Of course, “Last Temptation” drew more than angry letters. It brought out the water balloons that protesters pelted at ticket buyers on the evening the film opened in Mission Valley.

But the two offerings seemed to touch the same raw religious nerves in San Diego. The question that lingers after the jokes are cracked is whether producers will continue to take chances with works such as these.

Like “The Last Temptation of Christ,” “Red Noses” challenges conventional interpretations of the nature of God and what God wants of human beings. In “The Last Temptation of Christ,” Jesus is shown as human as well as divine, unable to resist fantasizing what it would be like to marry and have a family, even though he rejects that choice in favor of the cross.

To the protesters, it has seemed similarly irreverent that in “Red Noses,” Barnes creates a saint in the form of Father Flote, a 14th-Century priest who is determined to bring a message of hope in the form of vaudeville entertainment to those dying of the Black Death. Substitute AIDS for the Black Death that decimated Europe at that time and multiply the paranoia about infection tenfold, to appreciate what a radical that makes the little priest who danced with the plague’s female victims to make them feel young and beautiful again.

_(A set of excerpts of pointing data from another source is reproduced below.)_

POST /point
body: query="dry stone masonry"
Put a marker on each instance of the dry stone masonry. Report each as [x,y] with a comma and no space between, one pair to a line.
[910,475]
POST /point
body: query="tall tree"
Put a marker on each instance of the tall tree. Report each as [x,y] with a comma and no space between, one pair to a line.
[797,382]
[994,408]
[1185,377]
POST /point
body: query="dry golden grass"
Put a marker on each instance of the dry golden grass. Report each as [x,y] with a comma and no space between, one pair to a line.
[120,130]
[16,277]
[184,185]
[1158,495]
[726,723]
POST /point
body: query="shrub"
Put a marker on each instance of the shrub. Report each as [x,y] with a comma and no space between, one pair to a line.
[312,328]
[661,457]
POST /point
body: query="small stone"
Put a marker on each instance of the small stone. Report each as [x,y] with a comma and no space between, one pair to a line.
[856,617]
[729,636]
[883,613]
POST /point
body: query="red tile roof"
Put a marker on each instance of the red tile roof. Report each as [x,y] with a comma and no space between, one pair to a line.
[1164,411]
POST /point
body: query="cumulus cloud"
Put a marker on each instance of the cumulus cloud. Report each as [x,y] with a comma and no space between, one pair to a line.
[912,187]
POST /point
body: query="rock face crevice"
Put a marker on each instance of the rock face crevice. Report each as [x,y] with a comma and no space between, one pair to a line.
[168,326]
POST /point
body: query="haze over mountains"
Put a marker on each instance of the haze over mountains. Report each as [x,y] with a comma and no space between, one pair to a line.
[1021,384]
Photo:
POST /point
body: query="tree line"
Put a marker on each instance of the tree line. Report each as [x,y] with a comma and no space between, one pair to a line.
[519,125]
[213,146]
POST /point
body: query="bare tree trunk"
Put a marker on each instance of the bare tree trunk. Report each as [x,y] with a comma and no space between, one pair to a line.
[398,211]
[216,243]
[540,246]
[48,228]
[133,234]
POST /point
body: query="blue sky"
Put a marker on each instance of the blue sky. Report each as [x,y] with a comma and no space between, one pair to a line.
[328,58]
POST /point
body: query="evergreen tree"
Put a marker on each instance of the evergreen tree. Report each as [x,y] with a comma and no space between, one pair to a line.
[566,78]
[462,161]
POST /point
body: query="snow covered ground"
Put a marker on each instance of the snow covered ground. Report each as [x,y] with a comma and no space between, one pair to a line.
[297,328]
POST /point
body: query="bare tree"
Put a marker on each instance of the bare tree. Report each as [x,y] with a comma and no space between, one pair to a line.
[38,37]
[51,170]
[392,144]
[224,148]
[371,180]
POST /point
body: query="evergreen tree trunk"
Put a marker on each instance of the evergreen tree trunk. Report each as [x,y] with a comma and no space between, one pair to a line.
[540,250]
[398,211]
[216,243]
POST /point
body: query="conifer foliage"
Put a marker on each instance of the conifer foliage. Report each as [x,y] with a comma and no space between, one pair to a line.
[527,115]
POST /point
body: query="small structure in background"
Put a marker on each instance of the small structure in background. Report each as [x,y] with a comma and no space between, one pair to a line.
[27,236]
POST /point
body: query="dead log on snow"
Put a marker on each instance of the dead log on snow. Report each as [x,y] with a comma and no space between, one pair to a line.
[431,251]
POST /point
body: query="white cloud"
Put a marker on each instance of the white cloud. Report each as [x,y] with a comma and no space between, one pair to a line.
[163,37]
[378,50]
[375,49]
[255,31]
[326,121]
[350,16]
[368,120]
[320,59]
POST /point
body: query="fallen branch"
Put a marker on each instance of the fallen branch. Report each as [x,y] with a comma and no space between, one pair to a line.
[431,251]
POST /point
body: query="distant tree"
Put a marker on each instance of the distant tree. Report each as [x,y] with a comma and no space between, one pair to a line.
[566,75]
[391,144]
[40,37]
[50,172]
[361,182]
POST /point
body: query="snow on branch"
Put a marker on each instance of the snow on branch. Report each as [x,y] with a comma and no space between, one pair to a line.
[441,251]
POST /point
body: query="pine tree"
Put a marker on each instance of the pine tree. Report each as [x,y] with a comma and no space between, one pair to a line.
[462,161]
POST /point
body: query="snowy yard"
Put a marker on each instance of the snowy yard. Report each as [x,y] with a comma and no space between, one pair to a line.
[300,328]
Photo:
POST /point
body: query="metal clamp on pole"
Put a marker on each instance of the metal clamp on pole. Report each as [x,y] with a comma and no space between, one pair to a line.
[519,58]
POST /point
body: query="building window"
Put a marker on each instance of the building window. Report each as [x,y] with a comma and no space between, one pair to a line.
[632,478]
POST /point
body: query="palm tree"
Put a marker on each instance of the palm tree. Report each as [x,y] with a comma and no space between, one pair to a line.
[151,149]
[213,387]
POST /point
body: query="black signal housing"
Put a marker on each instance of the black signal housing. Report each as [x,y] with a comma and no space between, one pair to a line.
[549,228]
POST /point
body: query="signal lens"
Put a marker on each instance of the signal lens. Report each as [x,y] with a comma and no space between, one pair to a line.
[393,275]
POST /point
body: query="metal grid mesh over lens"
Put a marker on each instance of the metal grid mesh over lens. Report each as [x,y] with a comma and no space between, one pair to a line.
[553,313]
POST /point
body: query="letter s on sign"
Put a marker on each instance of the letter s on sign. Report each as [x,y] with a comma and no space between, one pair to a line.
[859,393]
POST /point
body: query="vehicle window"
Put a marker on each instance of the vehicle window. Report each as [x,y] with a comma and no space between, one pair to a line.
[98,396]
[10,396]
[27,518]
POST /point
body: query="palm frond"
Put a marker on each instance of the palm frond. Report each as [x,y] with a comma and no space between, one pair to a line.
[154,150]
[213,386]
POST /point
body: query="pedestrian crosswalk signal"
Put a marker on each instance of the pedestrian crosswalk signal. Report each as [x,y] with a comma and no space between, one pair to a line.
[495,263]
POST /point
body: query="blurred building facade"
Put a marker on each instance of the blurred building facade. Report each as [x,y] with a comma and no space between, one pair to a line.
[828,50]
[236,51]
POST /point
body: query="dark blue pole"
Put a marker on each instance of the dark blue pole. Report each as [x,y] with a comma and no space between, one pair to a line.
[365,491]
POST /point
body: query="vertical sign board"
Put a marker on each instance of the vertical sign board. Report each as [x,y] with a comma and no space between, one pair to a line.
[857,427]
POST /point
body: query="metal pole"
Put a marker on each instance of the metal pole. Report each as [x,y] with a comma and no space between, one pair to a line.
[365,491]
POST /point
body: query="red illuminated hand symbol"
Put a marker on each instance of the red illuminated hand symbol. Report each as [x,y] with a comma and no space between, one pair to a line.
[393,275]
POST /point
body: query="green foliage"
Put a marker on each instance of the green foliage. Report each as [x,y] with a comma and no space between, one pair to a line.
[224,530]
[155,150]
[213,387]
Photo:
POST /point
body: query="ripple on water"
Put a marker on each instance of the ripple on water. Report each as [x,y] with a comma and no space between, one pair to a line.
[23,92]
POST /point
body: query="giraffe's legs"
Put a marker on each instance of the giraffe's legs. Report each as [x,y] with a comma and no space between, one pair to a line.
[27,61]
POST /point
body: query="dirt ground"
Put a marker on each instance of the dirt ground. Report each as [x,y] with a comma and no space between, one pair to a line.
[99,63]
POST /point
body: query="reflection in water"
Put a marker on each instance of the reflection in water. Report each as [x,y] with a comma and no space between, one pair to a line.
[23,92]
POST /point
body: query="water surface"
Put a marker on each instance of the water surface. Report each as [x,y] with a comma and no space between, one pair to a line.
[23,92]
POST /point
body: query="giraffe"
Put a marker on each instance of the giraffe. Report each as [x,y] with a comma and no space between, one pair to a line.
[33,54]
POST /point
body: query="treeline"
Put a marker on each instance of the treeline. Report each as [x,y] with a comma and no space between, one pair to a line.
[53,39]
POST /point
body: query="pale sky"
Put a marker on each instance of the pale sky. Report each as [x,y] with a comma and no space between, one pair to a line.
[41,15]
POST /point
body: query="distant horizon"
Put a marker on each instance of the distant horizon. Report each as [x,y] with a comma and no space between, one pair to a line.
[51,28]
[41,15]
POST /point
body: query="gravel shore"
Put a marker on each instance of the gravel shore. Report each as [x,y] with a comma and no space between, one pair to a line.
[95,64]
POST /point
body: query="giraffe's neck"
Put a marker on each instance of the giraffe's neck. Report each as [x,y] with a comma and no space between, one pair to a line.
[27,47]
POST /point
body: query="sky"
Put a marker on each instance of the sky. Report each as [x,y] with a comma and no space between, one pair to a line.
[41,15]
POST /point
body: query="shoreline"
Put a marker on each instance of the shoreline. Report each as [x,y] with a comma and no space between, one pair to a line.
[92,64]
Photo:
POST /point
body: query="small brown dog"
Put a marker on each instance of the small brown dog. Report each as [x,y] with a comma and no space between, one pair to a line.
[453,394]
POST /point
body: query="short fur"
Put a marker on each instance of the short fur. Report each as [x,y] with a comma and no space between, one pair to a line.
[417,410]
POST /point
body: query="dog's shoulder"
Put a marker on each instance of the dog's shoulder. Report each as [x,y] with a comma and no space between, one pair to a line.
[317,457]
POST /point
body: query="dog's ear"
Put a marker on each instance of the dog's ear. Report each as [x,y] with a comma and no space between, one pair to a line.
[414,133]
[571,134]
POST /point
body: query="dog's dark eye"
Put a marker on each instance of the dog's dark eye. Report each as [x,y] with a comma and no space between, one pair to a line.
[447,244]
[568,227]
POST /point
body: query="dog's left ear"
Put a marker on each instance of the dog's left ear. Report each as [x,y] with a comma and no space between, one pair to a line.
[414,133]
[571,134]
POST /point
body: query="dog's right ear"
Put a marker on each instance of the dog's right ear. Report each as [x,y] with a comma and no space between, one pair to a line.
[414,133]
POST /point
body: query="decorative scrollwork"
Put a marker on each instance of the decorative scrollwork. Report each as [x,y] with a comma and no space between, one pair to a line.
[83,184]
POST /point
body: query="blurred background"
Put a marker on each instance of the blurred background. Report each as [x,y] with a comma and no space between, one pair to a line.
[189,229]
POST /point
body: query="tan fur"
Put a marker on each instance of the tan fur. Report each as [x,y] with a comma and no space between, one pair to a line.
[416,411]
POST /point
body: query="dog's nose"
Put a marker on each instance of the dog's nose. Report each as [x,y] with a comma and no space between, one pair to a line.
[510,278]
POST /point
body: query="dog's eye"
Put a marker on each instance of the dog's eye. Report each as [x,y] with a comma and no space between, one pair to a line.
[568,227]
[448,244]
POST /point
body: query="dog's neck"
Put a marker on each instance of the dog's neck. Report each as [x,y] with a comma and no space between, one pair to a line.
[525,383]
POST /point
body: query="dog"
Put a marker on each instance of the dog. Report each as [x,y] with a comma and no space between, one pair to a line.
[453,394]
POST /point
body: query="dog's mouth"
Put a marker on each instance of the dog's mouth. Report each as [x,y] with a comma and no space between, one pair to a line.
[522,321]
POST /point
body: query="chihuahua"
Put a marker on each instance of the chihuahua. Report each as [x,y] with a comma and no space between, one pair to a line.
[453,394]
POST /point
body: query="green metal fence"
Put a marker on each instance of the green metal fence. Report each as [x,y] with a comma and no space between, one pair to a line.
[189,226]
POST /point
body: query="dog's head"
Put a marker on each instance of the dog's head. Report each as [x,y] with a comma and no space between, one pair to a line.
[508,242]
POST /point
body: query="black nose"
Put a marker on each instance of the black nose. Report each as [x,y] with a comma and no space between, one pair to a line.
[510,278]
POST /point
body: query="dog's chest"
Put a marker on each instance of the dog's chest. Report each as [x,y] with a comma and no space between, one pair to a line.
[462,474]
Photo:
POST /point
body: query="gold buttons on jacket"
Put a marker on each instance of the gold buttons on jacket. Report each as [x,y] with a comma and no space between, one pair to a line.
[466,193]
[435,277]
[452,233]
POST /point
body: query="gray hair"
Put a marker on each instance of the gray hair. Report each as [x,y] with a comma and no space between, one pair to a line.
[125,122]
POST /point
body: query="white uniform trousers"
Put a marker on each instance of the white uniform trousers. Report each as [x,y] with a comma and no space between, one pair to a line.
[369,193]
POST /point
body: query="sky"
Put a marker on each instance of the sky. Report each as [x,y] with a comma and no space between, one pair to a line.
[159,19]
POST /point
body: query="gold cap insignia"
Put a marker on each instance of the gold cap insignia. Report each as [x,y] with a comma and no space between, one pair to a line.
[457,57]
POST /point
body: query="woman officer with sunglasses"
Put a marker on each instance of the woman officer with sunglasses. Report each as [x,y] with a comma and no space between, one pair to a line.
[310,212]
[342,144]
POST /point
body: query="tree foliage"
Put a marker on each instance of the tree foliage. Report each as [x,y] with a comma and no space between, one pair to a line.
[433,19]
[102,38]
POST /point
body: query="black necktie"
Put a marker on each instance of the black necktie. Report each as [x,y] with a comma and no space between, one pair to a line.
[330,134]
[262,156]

Like a cross between George Bernard Shaw’s “Saint Joan” and Woody Allen’s “Broadway Danny Rose,” Flote hears a voice that tells him to form a troupe of disabled but never disheartened outcasts--a blind juggler, two lame dancers and a stuttering comic--to bring a final benediction of laughter to the dying. And, in the name of God, they poke fun of everything, from the Pope to the Nativity Play, hanging their wet laundry on a wooden cross as they eat their own Last Supper.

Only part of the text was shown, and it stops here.